While Baby Driver leans hard into American sensibilities far more than anything Wright has done before (though Scott Pilgrimdabbled), taking the American car film as its main homage subject, the film’s specificity of vision and mash-up of the musical and car heist genres make Baby Driver something we’ve never seen before: an action-musical that is eager to mix genres that aren’t aimed at the same kind of viewer.
It doesn’t hurt that, like most of Wright’s films, the works that seemingly inspired Baby Driver are broad and varied. Wright’s style of homage has always tended toward the deep pastiche rather than the shallow parody. He deconstructs the subject matter only to reconstruct it meticulously into a fascinating Frankenstein’s monster of a cinematic experience rather than a simple generic copy or clone. This specificity of vision paired with a broad depth of homage can be best seen not in Wright’s references to famous car movie moments, but rather what Baby Driver owes to a notably non-American cinematic touchstone…
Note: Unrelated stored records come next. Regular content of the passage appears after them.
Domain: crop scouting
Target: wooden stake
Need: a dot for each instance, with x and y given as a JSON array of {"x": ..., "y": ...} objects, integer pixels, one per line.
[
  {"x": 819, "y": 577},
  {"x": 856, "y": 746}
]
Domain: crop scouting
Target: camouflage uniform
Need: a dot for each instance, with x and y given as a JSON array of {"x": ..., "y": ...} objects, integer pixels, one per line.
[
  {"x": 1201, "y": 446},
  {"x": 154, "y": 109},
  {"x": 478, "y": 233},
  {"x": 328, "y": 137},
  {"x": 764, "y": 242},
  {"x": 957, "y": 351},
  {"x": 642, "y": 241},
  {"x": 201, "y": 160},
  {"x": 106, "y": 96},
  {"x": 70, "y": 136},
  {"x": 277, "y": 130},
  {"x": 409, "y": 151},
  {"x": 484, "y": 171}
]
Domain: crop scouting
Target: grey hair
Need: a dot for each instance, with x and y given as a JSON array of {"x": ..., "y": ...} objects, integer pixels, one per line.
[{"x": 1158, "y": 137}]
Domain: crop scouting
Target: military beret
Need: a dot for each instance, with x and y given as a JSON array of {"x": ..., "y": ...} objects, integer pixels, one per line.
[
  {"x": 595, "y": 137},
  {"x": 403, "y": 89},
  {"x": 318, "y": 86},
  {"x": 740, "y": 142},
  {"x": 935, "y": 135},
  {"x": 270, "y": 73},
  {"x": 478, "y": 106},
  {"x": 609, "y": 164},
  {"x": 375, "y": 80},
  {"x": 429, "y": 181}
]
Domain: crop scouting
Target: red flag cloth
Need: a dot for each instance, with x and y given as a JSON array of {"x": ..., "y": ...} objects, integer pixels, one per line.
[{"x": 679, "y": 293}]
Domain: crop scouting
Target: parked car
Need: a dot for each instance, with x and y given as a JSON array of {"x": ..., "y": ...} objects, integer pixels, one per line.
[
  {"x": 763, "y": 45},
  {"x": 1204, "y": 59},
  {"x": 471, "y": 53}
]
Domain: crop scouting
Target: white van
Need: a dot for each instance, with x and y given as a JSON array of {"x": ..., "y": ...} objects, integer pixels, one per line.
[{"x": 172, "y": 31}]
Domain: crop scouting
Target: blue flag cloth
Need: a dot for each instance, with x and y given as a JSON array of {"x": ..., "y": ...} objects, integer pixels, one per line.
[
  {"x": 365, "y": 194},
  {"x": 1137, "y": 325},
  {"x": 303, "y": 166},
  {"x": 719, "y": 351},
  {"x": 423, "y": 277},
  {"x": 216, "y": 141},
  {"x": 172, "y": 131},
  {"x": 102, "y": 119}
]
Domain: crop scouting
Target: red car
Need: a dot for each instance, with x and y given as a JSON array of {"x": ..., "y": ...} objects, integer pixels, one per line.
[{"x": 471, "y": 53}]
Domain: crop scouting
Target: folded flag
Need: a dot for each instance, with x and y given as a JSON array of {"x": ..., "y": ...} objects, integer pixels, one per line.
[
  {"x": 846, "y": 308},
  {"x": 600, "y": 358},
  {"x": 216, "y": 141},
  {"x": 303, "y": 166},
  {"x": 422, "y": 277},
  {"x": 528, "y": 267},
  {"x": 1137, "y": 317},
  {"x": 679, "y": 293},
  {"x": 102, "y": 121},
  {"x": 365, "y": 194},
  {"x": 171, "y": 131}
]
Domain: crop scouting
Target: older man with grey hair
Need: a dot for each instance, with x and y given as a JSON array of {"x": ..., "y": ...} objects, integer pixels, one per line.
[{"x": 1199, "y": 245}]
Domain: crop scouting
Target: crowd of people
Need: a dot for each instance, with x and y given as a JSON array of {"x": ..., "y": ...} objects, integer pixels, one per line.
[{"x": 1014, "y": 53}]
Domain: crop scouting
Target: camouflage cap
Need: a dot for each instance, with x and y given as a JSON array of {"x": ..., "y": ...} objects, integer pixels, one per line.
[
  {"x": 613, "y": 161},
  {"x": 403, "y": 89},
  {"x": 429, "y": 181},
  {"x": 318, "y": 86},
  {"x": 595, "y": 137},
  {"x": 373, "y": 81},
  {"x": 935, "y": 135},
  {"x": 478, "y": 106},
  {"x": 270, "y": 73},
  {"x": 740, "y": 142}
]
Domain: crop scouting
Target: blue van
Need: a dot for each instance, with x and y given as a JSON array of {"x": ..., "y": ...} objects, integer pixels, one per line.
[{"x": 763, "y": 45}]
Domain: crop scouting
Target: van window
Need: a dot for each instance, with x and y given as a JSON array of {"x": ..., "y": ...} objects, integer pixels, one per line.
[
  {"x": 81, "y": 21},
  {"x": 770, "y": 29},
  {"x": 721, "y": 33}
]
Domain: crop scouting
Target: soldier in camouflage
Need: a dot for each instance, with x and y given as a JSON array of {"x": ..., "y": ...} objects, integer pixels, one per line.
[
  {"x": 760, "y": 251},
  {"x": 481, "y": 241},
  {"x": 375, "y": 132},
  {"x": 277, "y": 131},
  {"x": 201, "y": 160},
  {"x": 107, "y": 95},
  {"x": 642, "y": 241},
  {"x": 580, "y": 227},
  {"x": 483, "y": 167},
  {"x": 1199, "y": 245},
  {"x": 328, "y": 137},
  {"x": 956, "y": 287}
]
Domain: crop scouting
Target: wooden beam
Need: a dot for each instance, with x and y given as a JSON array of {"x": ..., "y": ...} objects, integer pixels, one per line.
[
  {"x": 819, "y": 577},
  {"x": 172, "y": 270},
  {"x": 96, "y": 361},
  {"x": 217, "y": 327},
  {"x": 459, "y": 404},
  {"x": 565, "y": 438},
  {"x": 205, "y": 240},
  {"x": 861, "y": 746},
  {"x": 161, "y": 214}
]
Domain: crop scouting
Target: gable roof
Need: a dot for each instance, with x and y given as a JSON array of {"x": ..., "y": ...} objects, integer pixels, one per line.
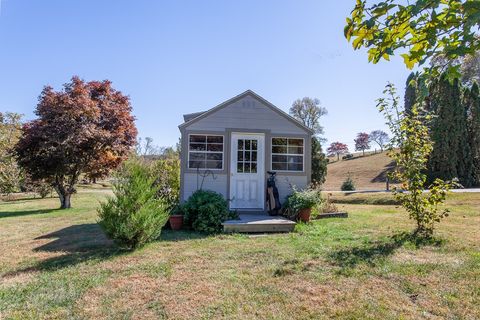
[
  {"x": 189, "y": 116},
  {"x": 194, "y": 117}
]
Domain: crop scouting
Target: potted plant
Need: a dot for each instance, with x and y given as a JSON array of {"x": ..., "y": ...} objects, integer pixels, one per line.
[
  {"x": 300, "y": 203},
  {"x": 176, "y": 218}
]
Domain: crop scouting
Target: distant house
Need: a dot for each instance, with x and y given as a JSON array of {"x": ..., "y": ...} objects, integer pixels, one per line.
[{"x": 230, "y": 148}]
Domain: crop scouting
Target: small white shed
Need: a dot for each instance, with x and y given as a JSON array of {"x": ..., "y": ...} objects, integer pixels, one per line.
[{"x": 230, "y": 148}]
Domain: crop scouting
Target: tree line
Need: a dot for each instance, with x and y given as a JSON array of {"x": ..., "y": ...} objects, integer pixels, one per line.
[{"x": 454, "y": 125}]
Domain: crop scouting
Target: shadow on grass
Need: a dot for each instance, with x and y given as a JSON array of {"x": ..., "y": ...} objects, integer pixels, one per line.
[
  {"x": 74, "y": 244},
  {"x": 374, "y": 250},
  {"x": 87, "y": 243},
  {"x": 11, "y": 214},
  {"x": 183, "y": 235}
]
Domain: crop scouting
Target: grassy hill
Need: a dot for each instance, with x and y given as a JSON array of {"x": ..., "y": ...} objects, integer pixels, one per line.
[{"x": 368, "y": 172}]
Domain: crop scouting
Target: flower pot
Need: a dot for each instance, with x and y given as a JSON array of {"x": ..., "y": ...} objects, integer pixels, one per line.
[
  {"x": 176, "y": 221},
  {"x": 304, "y": 214}
]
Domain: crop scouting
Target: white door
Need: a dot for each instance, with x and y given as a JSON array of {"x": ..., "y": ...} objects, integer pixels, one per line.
[{"x": 247, "y": 171}]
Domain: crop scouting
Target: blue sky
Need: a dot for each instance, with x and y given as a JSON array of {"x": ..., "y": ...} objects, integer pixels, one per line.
[{"x": 176, "y": 57}]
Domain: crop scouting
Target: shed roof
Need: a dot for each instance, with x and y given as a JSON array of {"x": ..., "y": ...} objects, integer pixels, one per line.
[{"x": 194, "y": 117}]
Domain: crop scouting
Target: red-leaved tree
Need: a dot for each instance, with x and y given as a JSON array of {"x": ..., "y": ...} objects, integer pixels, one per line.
[
  {"x": 337, "y": 148},
  {"x": 362, "y": 142},
  {"x": 86, "y": 128}
]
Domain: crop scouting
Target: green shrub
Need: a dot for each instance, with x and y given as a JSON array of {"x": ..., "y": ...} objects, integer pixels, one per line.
[
  {"x": 135, "y": 215},
  {"x": 299, "y": 200},
  {"x": 206, "y": 210},
  {"x": 167, "y": 172},
  {"x": 348, "y": 185}
]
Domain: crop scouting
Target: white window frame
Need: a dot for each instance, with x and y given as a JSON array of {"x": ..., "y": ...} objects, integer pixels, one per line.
[
  {"x": 206, "y": 135},
  {"x": 286, "y": 154}
]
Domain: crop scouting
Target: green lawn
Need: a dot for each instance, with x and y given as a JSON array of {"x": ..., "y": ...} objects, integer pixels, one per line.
[{"x": 58, "y": 264}]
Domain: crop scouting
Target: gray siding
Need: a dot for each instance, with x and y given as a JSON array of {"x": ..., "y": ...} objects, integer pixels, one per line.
[
  {"x": 190, "y": 184},
  {"x": 284, "y": 184},
  {"x": 246, "y": 113}
]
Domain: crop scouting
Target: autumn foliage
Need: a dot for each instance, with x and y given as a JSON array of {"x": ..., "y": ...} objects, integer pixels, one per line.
[
  {"x": 362, "y": 142},
  {"x": 337, "y": 148},
  {"x": 86, "y": 128}
]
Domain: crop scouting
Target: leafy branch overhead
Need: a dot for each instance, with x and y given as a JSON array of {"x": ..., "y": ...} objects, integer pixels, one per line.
[{"x": 419, "y": 30}]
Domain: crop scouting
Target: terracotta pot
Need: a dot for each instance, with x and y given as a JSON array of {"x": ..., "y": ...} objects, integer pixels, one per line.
[
  {"x": 176, "y": 221},
  {"x": 304, "y": 214}
]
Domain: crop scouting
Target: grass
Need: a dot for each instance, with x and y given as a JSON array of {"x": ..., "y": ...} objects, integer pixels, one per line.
[
  {"x": 368, "y": 172},
  {"x": 58, "y": 264}
]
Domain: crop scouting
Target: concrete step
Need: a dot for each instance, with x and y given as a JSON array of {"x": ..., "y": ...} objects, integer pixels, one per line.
[{"x": 258, "y": 223}]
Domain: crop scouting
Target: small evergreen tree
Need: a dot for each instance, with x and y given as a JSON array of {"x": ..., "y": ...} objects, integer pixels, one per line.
[
  {"x": 452, "y": 155},
  {"x": 443, "y": 104},
  {"x": 472, "y": 102},
  {"x": 319, "y": 162},
  {"x": 136, "y": 214}
]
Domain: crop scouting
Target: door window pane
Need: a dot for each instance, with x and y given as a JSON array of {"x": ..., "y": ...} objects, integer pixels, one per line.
[{"x": 247, "y": 156}]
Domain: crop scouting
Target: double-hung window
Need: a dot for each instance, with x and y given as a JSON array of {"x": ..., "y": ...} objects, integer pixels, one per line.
[
  {"x": 288, "y": 154},
  {"x": 205, "y": 151}
]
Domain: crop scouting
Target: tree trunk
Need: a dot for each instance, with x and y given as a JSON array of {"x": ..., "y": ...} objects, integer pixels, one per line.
[{"x": 64, "y": 197}]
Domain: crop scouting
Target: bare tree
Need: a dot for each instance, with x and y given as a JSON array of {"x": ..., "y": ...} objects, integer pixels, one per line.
[
  {"x": 379, "y": 137},
  {"x": 309, "y": 111}
]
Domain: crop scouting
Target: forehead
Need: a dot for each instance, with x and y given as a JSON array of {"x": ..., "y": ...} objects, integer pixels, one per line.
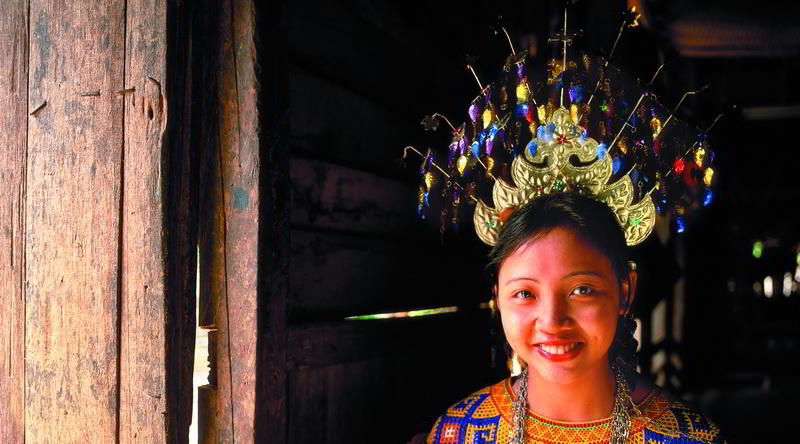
[{"x": 558, "y": 252}]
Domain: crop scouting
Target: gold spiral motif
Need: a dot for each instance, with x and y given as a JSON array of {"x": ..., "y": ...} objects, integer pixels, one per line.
[{"x": 552, "y": 170}]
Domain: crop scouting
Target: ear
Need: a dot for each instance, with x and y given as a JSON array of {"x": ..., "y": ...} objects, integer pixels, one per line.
[{"x": 628, "y": 292}]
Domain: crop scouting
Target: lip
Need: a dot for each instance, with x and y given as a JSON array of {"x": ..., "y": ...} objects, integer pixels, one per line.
[{"x": 563, "y": 357}]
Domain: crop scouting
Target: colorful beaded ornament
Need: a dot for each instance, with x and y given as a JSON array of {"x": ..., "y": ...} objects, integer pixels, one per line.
[{"x": 579, "y": 126}]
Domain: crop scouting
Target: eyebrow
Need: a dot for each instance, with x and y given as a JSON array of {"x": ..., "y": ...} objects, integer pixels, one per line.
[{"x": 574, "y": 273}]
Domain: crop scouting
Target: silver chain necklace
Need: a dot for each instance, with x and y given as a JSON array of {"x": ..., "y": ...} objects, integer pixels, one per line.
[{"x": 620, "y": 417}]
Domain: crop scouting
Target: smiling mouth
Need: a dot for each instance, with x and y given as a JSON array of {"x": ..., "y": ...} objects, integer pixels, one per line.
[{"x": 560, "y": 352}]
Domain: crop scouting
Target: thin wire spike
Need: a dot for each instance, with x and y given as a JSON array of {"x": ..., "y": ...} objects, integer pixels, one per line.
[
  {"x": 409, "y": 147},
  {"x": 485, "y": 168},
  {"x": 509, "y": 40},
  {"x": 405, "y": 153},
  {"x": 469, "y": 67},
  {"x": 564, "y": 58},
  {"x": 616, "y": 41},
  {"x": 445, "y": 119},
  {"x": 687, "y": 94},
  {"x": 625, "y": 125},
  {"x": 714, "y": 122},
  {"x": 605, "y": 65},
  {"x": 656, "y": 73}
]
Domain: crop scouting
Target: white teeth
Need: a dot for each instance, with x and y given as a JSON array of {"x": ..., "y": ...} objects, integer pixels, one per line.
[{"x": 558, "y": 349}]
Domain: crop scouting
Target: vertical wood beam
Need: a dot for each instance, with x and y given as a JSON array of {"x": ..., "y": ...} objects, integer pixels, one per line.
[
  {"x": 13, "y": 150},
  {"x": 143, "y": 397},
  {"x": 159, "y": 238},
  {"x": 72, "y": 221},
  {"x": 244, "y": 240},
  {"x": 240, "y": 166}
]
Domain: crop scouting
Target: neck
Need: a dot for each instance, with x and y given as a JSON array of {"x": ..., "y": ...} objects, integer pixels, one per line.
[{"x": 588, "y": 398}]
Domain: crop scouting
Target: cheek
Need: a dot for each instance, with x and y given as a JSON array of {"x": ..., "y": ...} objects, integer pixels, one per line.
[
  {"x": 599, "y": 321},
  {"x": 515, "y": 325}
]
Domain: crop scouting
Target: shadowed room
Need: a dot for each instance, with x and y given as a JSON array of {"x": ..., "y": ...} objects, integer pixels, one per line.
[{"x": 215, "y": 228}]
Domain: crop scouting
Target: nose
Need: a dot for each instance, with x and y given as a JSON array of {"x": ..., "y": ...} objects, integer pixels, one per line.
[{"x": 553, "y": 314}]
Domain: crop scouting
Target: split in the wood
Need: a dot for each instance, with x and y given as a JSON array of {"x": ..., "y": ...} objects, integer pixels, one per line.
[{"x": 39, "y": 108}]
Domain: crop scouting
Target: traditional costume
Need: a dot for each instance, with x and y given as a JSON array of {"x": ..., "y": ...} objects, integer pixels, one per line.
[
  {"x": 486, "y": 416},
  {"x": 580, "y": 126}
]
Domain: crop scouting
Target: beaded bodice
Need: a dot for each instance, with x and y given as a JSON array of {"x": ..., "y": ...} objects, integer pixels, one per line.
[{"x": 486, "y": 417}]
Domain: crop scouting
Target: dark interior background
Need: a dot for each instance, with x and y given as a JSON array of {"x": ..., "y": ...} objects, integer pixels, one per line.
[{"x": 363, "y": 73}]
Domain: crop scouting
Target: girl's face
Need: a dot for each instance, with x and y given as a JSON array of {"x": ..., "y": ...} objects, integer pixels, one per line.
[{"x": 559, "y": 300}]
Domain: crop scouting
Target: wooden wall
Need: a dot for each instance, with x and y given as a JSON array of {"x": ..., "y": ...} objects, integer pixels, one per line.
[{"x": 91, "y": 263}]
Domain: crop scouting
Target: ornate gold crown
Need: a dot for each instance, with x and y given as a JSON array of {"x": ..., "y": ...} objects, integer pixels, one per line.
[
  {"x": 633, "y": 163},
  {"x": 550, "y": 170}
]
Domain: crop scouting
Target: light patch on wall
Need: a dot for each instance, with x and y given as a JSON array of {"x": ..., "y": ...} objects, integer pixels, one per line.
[{"x": 404, "y": 314}]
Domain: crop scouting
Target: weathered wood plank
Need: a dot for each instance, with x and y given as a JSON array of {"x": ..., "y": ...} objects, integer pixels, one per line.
[
  {"x": 72, "y": 221},
  {"x": 336, "y": 275},
  {"x": 214, "y": 400},
  {"x": 143, "y": 397},
  {"x": 13, "y": 140},
  {"x": 159, "y": 235},
  {"x": 236, "y": 310},
  {"x": 329, "y": 196}
]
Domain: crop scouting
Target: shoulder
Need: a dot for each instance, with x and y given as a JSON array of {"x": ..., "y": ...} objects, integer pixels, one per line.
[
  {"x": 478, "y": 414},
  {"x": 665, "y": 418}
]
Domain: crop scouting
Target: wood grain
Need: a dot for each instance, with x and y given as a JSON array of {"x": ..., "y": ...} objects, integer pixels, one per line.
[
  {"x": 13, "y": 151},
  {"x": 236, "y": 310},
  {"x": 72, "y": 222},
  {"x": 143, "y": 385}
]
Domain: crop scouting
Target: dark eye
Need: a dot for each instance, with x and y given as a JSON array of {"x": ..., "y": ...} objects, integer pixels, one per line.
[
  {"x": 523, "y": 294},
  {"x": 583, "y": 290}
]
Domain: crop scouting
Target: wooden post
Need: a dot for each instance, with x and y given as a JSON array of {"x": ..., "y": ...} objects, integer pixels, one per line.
[
  {"x": 244, "y": 238},
  {"x": 72, "y": 226},
  {"x": 13, "y": 151},
  {"x": 98, "y": 222}
]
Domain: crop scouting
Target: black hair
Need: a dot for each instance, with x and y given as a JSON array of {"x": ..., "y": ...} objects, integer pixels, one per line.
[
  {"x": 596, "y": 224},
  {"x": 592, "y": 220}
]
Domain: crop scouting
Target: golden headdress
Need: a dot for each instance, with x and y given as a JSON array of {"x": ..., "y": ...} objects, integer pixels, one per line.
[{"x": 591, "y": 131}]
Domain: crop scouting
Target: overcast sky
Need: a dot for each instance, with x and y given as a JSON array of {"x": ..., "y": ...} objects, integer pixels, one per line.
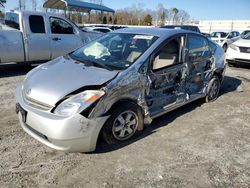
[{"x": 198, "y": 9}]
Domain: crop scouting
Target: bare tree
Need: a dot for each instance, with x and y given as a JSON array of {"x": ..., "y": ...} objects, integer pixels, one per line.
[
  {"x": 34, "y": 4},
  {"x": 22, "y": 4},
  {"x": 175, "y": 12},
  {"x": 2, "y": 2}
]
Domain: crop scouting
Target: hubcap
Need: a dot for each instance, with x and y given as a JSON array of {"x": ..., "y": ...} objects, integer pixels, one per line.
[
  {"x": 125, "y": 125},
  {"x": 214, "y": 89}
]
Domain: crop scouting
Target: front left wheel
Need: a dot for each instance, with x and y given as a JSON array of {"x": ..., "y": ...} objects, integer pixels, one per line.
[{"x": 125, "y": 122}]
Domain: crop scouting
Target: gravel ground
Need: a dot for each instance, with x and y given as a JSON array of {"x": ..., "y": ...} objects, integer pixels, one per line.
[{"x": 199, "y": 145}]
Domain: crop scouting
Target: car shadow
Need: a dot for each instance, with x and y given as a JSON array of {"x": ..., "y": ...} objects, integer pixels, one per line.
[
  {"x": 229, "y": 84},
  {"x": 14, "y": 69},
  {"x": 157, "y": 123},
  {"x": 241, "y": 65}
]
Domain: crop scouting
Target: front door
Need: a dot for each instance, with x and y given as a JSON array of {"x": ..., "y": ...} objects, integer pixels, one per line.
[
  {"x": 167, "y": 77},
  {"x": 198, "y": 59},
  {"x": 64, "y": 38},
  {"x": 37, "y": 39}
]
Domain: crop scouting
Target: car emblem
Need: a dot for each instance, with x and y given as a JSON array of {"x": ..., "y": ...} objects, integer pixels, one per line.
[{"x": 28, "y": 91}]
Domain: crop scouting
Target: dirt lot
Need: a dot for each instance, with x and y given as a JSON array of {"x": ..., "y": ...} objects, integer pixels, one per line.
[{"x": 199, "y": 145}]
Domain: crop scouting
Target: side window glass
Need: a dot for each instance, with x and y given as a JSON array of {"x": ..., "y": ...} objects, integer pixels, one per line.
[
  {"x": 59, "y": 26},
  {"x": 37, "y": 24},
  {"x": 212, "y": 46},
  {"x": 198, "y": 48},
  {"x": 168, "y": 55},
  {"x": 231, "y": 35}
]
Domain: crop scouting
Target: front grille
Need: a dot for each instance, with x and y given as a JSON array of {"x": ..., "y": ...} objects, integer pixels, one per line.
[
  {"x": 242, "y": 60},
  {"x": 37, "y": 133},
  {"x": 244, "y": 49},
  {"x": 36, "y": 104}
]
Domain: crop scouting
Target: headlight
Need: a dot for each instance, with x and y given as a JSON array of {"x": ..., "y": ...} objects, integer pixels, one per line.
[
  {"x": 77, "y": 103},
  {"x": 234, "y": 47}
]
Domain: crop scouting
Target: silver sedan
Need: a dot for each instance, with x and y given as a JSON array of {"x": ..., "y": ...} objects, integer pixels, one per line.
[{"x": 115, "y": 85}]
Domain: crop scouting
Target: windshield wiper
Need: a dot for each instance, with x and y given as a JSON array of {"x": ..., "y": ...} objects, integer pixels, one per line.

I’m referring to Jacques Tati’s Playtime, a film of the French New Wave set and filmed in 1967 Paris. The urban quasi-musical loosely follows two protagonists — bumbling Frenchman Hulot (played by Tati) and a young American tourist named Barbara — as they make their respective ways around the city.
In Baby Driver, Ansel Engelwort’s Baby has many Hulot-like moments, interacting with and observing the world around him in a way wholly different and arguably more intense than his fellow characters. (Most notably, in his first coffee-getting scene in which he bops along a city boulevard blurring the line between his music and the reality of the space.)
Like Playtime, Baby Driver treats urban space like a playground full of potential meaning and music to be found in the most mundane of urban interactins and activities — from the traffic around a roundabout to pedestrians entering and exiting a shop. Playtime even has its own section called “The Carousel of Cars,” in which Barbara’s tourist bus drives to the airport amidst a ballet of cars.
While Wright has not explicitly mentioned Playtime as a direct inspiration for Baby Driver, the director has referenced Tati before and shared this tweet back in 2014 which, in the context of Baby Driver’s release, seems particularly relevant. It’s an important non-American reference to keep in mind when discussing the American sensibilities of Baby Driver.
Wright has been thinking about Baby Driver for 20 years, but this tweet was posted four months after Wright’s departure from the MCU when he was looking for his next project.
Familiarity doesn’t need to exclude experimentation.
Baby Driver is a meticulously-crafted original work of art that is familiar enough to draw in Hollywood audiences, while original enough to keep us entertained and to challenge what is possible within the Hollywood model. While I would argue that Baby Driver doesn’t quite stick its landing, the Baby Driver experience was non-stop, toe-tapping fun — worth it for the ride.
It is also another Wright-directed example of what is possible when good directors are given the freedom to experiment outside of a franchise or an already-established storytelling property, while still staying within the familiar lines Hollywood has always drawn for its audiences.